Folha de São Paulo destaca médico local

Publicado em 23 outubro 2010

O estudo mundial sobre hipotireoidismo subclínico comprovou a relação entre este desequilíbrio orgânico e o aumento do risco de morte e deve alterar a conduta clínica dos pacientes. O trabalho despertou a atenção da Folha de São Paulo pelo seu alto impacto e o assunto foi publicado na edição de ontem (dia 22).

José Augusto Sgarbi é chefe da disciplina de endocrinologia da Famema (Faculdade de Medicina de Marília) e foi um dos 21 médicos à frente da pesquisa, tendo conduzido o trabalho no Brasil. Ele foi entrevistado pela Folha de São Paulo na última quinta-feira e a publicação saiu ontem, onde a vice-presidente de departamento de tireóide da Sociedade Brasileira de Endocrinologia e Metabologia, Laura Ward ressaltou que a instituição terá que repensar as indicações atuais e é possível que a classe médica passe a tratar um número maior de pessoas com alteração de tireóide, ainda que na forma subclínica.

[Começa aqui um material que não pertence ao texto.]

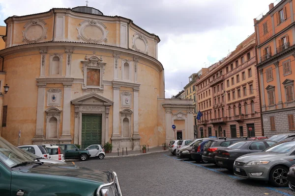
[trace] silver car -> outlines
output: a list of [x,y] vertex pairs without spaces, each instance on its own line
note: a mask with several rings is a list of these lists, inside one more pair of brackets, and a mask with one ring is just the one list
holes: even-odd
[[269,181],[274,186],[288,186],[287,173],[295,164],[295,141],[277,143],[262,152],[240,156],[234,163],[234,172],[240,177]]

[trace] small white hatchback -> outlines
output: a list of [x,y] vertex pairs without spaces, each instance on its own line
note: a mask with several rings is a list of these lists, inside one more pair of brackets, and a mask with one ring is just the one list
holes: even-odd
[[105,156],[104,148],[100,145],[92,145],[85,148],[89,151],[91,156],[90,158],[98,156],[99,159],[102,159]]

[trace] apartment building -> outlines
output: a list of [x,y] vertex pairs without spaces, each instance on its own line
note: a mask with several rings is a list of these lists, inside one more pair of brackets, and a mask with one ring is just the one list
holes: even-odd
[[198,137],[262,135],[253,33],[197,81]]
[[295,131],[295,5],[289,0],[276,3],[254,19],[262,119],[267,136]]

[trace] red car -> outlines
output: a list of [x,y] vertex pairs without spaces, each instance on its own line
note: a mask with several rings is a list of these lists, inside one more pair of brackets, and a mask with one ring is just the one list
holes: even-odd
[[249,138],[250,140],[264,140],[268,138],[267,136],[256,136],[252,137],[252,138]]

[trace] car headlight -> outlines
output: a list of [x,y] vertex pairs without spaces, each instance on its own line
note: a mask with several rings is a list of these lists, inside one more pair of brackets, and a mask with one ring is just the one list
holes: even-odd
[[269,161],[254,161],[249,162],[246,165],[246,166],[249,165],[266,165],[269,163]]

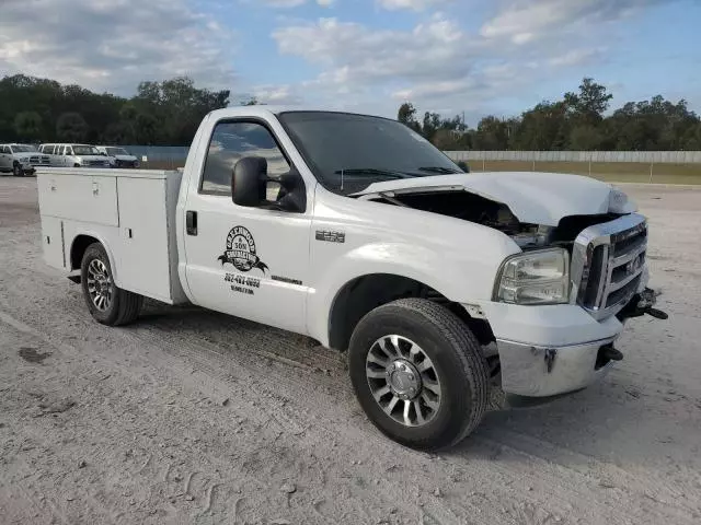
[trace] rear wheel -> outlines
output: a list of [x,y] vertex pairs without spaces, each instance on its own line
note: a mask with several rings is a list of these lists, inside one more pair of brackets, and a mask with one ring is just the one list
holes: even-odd
[[117,288],[110,258],[100,243],[93,243],[85,249],[81,264],[81,283],[90,314],[99,323],[119,326],[138,317],[143,298]]
[[478,340],[429,301],[404,299],[367,314],[353,332],[348,360],[365,413],[412,448],[457,444],[486,410],[489,375]]

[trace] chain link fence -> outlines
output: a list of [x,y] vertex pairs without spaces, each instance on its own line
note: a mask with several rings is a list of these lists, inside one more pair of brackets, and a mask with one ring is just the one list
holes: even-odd
[[[185,165],[188,147],[127,145],[145,168]],[[618,182],[701,184],[701,151],[446,151],[472,172],[539,171]]]

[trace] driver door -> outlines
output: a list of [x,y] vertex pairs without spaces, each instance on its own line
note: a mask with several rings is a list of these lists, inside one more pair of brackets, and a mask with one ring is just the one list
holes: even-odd
[[249,155],[265,158],[271,177],[291,167],[264,122],[219,121],[185,207],[187,285],[200,306],[306,334],[311,206],[290,212],[234,205],[233,166]]

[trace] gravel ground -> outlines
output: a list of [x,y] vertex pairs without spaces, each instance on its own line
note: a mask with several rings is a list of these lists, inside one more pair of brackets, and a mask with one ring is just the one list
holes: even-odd
[[631,320],[587,390],[428,455],[304,338],[154,303],[96,324],[42,260],[36,180],[0,177],[0,523],[701,523],[701,191],[625,189],[670,318]]

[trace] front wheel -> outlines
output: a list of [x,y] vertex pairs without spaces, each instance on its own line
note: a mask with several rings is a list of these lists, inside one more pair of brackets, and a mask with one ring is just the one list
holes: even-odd
[[452,446],[486,411],[489,375],[480,343],[452,312],[421,299],[371,311],[348,351],[350,382],[365,413],[416,450]]
[[110,258],[100,243],[88,246],[81,264],[83,296],[95,320],[108,326],[134,322],[141,310],[143,298],[117,288],[114,283]]

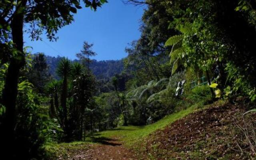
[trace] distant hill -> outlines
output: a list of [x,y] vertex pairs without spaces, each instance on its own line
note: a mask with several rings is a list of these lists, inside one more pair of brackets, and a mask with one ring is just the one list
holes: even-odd
[[[46,56],[46,62],[49,66],[49,72],[53,77],[58,79],[56,74],[56,69],[63,57],[57,57]],[[78,62],[75,60],[73,62]],[[90,68],[97,79],[102,79],[111,78],[116,74],[121,73],[124,68],[122,60],[97,61],[92,60]]]

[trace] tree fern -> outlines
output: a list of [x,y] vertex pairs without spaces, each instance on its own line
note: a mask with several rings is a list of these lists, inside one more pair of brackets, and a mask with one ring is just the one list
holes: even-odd
[[184,35],[191,35],[193,34],[193,24],[189,22],[185,22],[183,25],[177,26],[176,29]]
[[170,63],[173,63],[179,58],[181,58],[184,54],[185,51],[184,49],[180,47],[175,50],[170,54]]
[[178,58],[177,59],[174,61],[173,63],[173,65],[172,65],[172,75],[173,75],[177,69],[178,69],[178,67],[179,66],[179,62],[180,61],[180,58]]
[[170,38],[164,44],[164,46],[173,46],[182,40],[183,38],[183,35],[180,34],[173,36]]

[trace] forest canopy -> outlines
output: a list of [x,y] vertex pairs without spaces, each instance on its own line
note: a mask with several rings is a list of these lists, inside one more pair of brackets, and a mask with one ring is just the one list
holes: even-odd
[[0,2],[1,156],[50,159],[46,144],[151,124],[195,104],[255,104],[254,0],[124,1],[146,6],[140,36],[126,57],[100,61],[86,40],[75,60],[32,54],[23,27],[31,40],[57,40],[78,10],[97,12],[106,0]]

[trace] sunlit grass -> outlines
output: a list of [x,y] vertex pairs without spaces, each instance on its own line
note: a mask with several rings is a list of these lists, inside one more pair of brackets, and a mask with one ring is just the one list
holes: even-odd
[[175,121],[193,112],[198,108],[193,105],[186,109],[167,116],[157,122],[147,126],[122,126],[101,132],[95,133],[87,137],[87,141],[92,141],[91,137],[118,138],[125,144],[131,145],[158,129],[163,129]]

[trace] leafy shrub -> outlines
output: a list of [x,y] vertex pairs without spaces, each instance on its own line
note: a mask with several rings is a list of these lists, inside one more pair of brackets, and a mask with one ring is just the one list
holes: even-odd
[[192,103],[206,101],[211,98],[210,87],[207,85],[198,86],[186,94],[187,98]]

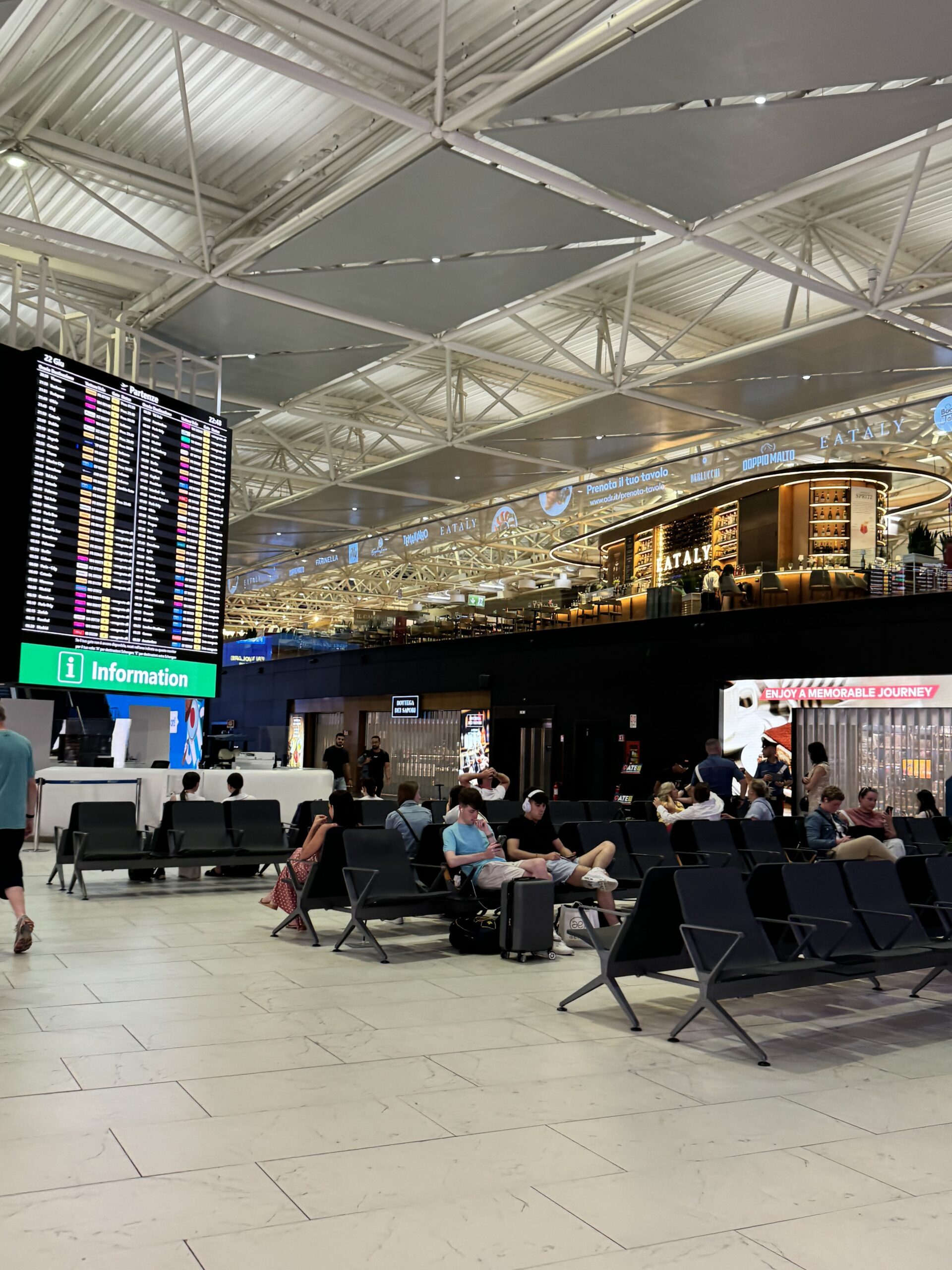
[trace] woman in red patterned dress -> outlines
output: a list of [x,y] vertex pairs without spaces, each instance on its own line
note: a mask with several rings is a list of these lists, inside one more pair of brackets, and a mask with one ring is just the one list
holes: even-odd
[[[311,866],[320,857],[327,829],[334,826],[341,829],[355,829],[360,824],[357,814],[357,804],[347,790],[335,790],[331,794],[327,812],[329,815],[316,815],[314,818],[303,845],[297,848],[288,864],[282,869],[274,889],[259,900],[260,904],[264,904],[267,908],[281,908],[286,913],[293,913],[297,897],[288,874],[288,865],[294,870],[298,885],[303,885]],[[291,931],[302,931],[303,928],[305,923],[300,917],[288,923],[288,930]]]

Até o momento as diretrizes atuais não recomendam tratamento de hipotireoidismo subclínico, quando as alterações hormonais não chegam a causar sintomas. "Acredito que essa publicação na Folha seja o reflexo da importância do trabalho que deve alterar a conduta clínica dos pacientes", disse Sgarbi.

O tratamento precoce pode evitar o risco cardíaco pelo desenvolvimento das doenças coronarianas. O estudo indica risco maior na faixa etária dos 60 aos 75 anos, mas pacientes jovens também podem receber indicação de tratamento, dependendo de outros fatores associados.

Isso significa que se antes a classe médica indicava o tratamento apenas quando os pacientes já apresentavam alterações clínicas e laboratoriais mais acentuadas, deverá passar a tratar também pacientes assintomáticos com alterações hormonais mais leves

A pesquisa foi conduzida por Sgarbi no Brasil com o apoio e financiamento da Fapesp (Fundação de Apoio à Pesquisa do Estado de São Paulo), que disponibilizou o resultado do trabalho em sua Agência de Notícias, chegando ao conhecimento da Folha de São Paulo. De acordo com o médico, o assunto está em pauta ainda em outras agências, sendo disseminado no meio médico e para a sociedade.

O estudo mundial já foi divulgado (20 de setembro) pelo Jama (Jornal da Associação Médica Americana), a terceira revista médica de maior impacto no mundo. De acordo com o endocrinologista, de oito mil trabalhos que esta revista médica recebe por ano, 85% são rejeitados imediatamente. E dos demais analisados, apenas 6% conseguem a publicação.